Mietpool
Einem Großteil der Immobilienerwerber wurde neben der Eigentumswohnung zugleich der Beitritt in eine Mieteinnahmegemeinschaft, den sog. Mietpool, angeboten. Oftmals war der "freiwillige" Beitritt
zu dem Mietpool auch eine Auszahlungsvoraussetzung des finanzierenden Kreditinstituts.

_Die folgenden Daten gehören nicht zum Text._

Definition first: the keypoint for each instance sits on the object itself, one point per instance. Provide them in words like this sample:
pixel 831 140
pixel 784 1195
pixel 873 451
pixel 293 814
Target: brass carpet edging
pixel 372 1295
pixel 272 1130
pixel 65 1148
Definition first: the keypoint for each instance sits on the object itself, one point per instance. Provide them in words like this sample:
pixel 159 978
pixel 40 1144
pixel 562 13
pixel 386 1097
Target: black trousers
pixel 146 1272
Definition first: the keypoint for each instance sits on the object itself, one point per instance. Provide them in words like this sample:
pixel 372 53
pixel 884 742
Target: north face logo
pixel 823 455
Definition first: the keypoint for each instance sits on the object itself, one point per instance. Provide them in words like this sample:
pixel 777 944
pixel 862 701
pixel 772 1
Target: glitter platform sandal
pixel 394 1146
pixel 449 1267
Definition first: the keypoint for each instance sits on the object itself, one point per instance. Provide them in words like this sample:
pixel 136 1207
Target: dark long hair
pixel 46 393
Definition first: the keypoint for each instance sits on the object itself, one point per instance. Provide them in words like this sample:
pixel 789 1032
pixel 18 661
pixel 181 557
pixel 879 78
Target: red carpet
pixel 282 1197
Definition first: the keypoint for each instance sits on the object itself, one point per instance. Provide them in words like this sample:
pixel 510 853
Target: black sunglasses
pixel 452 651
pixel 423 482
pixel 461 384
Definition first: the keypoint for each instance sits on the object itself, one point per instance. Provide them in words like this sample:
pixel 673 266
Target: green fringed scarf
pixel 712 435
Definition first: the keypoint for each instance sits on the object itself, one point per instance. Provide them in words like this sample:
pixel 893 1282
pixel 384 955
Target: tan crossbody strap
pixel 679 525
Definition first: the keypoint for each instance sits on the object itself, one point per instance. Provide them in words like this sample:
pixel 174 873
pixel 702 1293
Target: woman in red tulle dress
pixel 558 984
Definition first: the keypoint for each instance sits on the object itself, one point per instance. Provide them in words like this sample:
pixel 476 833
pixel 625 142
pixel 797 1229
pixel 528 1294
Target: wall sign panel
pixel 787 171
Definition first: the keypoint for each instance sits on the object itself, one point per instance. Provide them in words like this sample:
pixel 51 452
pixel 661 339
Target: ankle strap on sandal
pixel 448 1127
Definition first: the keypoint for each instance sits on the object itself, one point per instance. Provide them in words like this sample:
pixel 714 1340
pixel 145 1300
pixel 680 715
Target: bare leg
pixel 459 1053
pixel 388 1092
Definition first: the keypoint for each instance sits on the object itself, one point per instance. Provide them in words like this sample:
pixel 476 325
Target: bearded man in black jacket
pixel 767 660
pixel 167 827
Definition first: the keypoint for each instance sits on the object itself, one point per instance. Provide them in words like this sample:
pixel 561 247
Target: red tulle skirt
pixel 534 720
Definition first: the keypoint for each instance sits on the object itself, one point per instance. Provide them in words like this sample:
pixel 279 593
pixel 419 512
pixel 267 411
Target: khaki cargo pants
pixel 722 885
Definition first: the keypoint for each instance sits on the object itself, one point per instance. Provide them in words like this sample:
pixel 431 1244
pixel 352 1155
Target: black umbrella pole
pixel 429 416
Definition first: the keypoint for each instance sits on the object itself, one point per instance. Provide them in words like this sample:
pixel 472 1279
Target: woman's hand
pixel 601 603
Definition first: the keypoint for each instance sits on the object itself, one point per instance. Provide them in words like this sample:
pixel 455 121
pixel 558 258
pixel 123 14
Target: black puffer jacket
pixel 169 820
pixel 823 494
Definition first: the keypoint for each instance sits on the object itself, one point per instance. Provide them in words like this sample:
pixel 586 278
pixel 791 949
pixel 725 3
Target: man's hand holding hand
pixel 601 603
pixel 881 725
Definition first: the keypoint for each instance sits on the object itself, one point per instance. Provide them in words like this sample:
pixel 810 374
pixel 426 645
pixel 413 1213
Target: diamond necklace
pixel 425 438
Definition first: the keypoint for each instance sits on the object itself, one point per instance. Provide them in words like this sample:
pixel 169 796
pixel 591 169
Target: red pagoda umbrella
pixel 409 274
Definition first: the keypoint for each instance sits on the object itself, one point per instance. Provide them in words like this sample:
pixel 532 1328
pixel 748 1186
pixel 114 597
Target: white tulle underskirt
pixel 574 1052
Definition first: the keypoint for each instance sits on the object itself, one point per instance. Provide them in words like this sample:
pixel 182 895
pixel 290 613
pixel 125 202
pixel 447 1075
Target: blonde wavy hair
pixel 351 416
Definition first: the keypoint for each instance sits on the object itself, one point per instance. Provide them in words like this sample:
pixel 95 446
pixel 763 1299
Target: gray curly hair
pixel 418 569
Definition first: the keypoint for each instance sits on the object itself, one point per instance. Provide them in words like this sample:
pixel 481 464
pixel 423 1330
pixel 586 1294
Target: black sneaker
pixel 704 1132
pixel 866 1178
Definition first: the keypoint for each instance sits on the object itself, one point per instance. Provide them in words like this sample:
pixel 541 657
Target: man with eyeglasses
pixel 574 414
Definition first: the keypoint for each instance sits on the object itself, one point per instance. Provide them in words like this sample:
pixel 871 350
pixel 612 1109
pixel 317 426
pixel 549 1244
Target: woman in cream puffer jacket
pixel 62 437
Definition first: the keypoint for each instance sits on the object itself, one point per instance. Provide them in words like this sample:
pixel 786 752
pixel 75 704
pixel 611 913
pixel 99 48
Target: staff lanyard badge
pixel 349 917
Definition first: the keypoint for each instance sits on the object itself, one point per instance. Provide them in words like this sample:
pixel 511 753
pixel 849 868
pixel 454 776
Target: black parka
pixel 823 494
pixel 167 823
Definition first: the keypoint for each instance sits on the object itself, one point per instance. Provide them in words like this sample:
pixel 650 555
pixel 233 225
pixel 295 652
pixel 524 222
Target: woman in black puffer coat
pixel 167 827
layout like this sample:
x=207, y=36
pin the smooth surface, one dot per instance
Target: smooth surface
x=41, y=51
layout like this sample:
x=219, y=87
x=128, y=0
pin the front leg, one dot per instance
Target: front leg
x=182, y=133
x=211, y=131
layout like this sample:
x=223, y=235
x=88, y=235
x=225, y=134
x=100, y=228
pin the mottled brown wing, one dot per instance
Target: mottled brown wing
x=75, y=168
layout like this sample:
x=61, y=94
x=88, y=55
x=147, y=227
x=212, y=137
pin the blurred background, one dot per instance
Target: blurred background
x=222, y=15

Der Beitritt zu dem Mietpool wird regelmäßig bei Abschluss des Kaufvertrages vertraglich fixiert. Der einzelne Wohnungseigentümer schließt einen entsprechenden Vertrag mit dem Verwalter des
Objektes ab. Mit diesem Vertrag verpflichtet sich der Verwalter die Wohnung nebst etwaigen Sondernutzungsrechten (z.B. Stellplatz) zu vermieten, die Mieteinnahmen zu verwalten und
Instandsetzungsarbeiten durchzuführen.
Wenngleich ein Mietpool dem einzelnen Käufer die Bürde nimmt, sich selbst um sein (Sonder-)Eigentum zu kümmern, ist der Beitritt zu einem Mietpool auch mit erheblichen finanziellen Risiken
behaftet. Denn der einzelne Eigentümer partizipiert nicht nur an den gemeinschaftlichen (!) Einnahmen des Pools sondern hat auch Mietausfälle und die Kosten für die Instandhaltung und
Instandsetzung des Gemeinschafts- und Sondereigentums solidarisch zu tragen. Der jeweilige Eigentümer erhält somit nicht die tatsächlich für seine Wohnung erzielten Mieteinnahmen sondern
lediglich eine anteilige Ausschüttung aus dem Mietpool, die nach Abzug der Verwaltungskosten sowie der Kosten für die Instandhaltungsrücklage häufig unterhalb der prognostizierten Mieterträge
liegt. Darüber hinaus sind im Falle der Unterdeckung des Mietpools entsprechende Nachzahlungen an die Gemeinschaft zu zahlen.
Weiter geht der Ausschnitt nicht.